Our custom solutions further the understanding of cancer and facilitate the development of new diagnostics and therapeutics through our pioneering research approaches and novel technologies.

Tissue

Cancer whole genome analysis

Analysis of the whole genome allows for the most comprehensive understanding of somatic (tumor-specific) alterations. The Cancer Whole Genome service evaluates the coding regions of the genome for sequence mutations (single base and small insertions/deletions) and copy number alterations as well as the entire genome for rearrangements. Further in-depth computational analyses using CHASM, Digital Karyotyping, and other approaches allows the differentiation of passenger (unimportant mutations) from oncogenic mutations.

Cancer genome germline analysis

Cancer Germline Analysis is a process in which DNA from normal cells, typically from blood or saliva, is analyzed for mutations that have been inherited. Such mutations may lead to a predisposition to cancer. Often germline analyses will be performed across a family.
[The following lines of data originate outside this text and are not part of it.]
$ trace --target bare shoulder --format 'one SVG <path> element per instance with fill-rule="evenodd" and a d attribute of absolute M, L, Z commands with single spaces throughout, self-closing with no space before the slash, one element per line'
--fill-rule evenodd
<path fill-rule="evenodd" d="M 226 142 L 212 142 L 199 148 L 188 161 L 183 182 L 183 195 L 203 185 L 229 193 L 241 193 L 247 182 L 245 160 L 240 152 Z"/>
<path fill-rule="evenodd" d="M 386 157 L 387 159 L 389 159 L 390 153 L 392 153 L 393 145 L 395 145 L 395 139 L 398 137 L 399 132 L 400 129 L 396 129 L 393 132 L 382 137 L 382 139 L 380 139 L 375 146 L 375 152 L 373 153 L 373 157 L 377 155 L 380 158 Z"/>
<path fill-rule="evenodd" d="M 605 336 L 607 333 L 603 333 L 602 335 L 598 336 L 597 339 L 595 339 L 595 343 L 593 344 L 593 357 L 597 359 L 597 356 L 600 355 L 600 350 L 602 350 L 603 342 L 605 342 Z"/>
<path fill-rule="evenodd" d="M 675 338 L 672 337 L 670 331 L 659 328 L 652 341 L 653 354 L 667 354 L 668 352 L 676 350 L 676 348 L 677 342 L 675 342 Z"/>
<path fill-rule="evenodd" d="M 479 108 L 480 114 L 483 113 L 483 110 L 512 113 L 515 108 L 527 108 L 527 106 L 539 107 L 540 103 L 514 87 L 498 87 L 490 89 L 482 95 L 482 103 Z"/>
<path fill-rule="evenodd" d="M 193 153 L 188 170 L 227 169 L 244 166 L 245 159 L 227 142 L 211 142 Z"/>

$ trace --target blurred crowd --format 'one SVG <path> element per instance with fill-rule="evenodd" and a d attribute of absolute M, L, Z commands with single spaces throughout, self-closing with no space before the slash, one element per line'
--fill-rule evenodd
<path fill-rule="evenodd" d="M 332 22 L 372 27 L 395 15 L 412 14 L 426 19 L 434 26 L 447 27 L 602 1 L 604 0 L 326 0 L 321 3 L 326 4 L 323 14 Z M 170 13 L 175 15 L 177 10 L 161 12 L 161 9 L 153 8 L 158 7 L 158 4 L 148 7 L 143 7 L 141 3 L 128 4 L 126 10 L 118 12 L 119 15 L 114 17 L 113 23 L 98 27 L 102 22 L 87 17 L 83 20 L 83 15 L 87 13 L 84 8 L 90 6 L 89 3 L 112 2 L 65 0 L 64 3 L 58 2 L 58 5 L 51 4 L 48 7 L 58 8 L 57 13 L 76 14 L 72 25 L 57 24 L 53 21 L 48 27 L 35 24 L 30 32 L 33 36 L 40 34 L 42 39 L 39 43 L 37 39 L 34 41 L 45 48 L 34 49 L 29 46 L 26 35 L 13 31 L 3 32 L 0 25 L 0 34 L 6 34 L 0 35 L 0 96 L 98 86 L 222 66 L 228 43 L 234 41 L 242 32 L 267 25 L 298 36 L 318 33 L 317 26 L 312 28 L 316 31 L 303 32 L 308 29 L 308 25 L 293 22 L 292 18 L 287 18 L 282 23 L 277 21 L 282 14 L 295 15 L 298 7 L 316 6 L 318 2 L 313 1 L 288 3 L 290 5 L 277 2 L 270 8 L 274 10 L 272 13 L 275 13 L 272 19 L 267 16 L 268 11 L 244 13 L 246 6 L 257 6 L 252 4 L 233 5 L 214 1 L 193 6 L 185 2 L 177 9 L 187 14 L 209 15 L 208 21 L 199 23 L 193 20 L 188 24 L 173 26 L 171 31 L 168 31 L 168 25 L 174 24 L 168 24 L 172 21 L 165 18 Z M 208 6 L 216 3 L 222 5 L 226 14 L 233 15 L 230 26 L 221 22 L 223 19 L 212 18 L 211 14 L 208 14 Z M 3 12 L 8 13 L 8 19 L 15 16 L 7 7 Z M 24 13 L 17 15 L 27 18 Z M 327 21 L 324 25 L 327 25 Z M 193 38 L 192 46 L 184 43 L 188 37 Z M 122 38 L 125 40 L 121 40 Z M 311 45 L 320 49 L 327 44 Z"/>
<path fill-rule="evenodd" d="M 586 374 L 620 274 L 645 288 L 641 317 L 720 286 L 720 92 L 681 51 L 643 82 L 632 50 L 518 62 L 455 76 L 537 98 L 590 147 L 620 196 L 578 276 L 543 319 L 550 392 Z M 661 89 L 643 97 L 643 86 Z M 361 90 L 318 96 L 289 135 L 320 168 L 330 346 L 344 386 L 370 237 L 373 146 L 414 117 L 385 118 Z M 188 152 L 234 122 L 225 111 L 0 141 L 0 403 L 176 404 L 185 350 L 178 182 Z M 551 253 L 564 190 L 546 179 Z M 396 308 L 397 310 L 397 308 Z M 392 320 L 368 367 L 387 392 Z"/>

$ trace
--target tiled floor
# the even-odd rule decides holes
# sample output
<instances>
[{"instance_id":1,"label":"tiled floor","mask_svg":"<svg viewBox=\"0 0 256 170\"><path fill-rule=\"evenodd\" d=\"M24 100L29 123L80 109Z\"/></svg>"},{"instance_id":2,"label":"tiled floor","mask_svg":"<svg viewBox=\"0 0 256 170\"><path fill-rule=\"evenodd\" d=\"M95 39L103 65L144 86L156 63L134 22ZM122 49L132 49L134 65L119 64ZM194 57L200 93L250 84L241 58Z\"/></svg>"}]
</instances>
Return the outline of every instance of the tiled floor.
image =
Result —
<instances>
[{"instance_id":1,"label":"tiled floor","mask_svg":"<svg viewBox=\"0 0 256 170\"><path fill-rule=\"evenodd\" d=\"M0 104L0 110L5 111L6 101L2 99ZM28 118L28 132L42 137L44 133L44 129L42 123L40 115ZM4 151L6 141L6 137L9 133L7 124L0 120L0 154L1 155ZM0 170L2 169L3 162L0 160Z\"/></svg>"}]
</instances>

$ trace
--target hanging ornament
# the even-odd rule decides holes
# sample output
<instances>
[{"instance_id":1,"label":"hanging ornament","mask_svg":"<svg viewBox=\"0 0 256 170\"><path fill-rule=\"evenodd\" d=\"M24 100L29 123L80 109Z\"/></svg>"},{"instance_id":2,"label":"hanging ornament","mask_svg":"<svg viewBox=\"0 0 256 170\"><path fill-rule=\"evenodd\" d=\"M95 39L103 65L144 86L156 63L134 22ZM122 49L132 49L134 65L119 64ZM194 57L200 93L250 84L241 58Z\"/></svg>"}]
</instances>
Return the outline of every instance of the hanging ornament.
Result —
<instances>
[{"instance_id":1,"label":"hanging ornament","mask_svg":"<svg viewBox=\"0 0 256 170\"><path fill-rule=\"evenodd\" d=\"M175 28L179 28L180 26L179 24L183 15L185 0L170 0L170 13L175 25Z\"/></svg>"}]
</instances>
Cancer bioinformatic analysis

The Cancer Bioinformatic Analysis service applies our patented approaches for novel genetic analyses and proprietary data analysis algorithms to analyze next-generation sequencing data generated in a number of formats from other sources. Analysis can include identification of rearrangements, insertions, deletions and copy number changes as well as sequence mutations. Additional in-depth computational analyses applied include CHASM, Digital Karyotyping and other proprietary approaches. We request that data be provided in BAM, FASTQ or export.txt format.

Liquid Biopsy

Whole genome sequencing of ctDNA

Whole Genome Sequencing of ctDNA (Circulating Tumor DNA) employs next-generation paired-end sequencing of cell-free DNA isolated from plasma to identify sequence and chromosomal alterations characteristic of tumor DNA. Such alterations include sequence mutations (single base and small indel), copy number changes (gains and losses of chromosome arms) as well as rearrangements resulting from translocations, amplifications, or deletions.

ctDNA analyses

PGDx will design a custom, target-specific assay to detect and quantify small fractions of ctDNA in the plasma. This targeted sequencing approach allows for the detection of sequence mutations, copy number alterations, and somatic rearrangements in selected genes or regions of interest.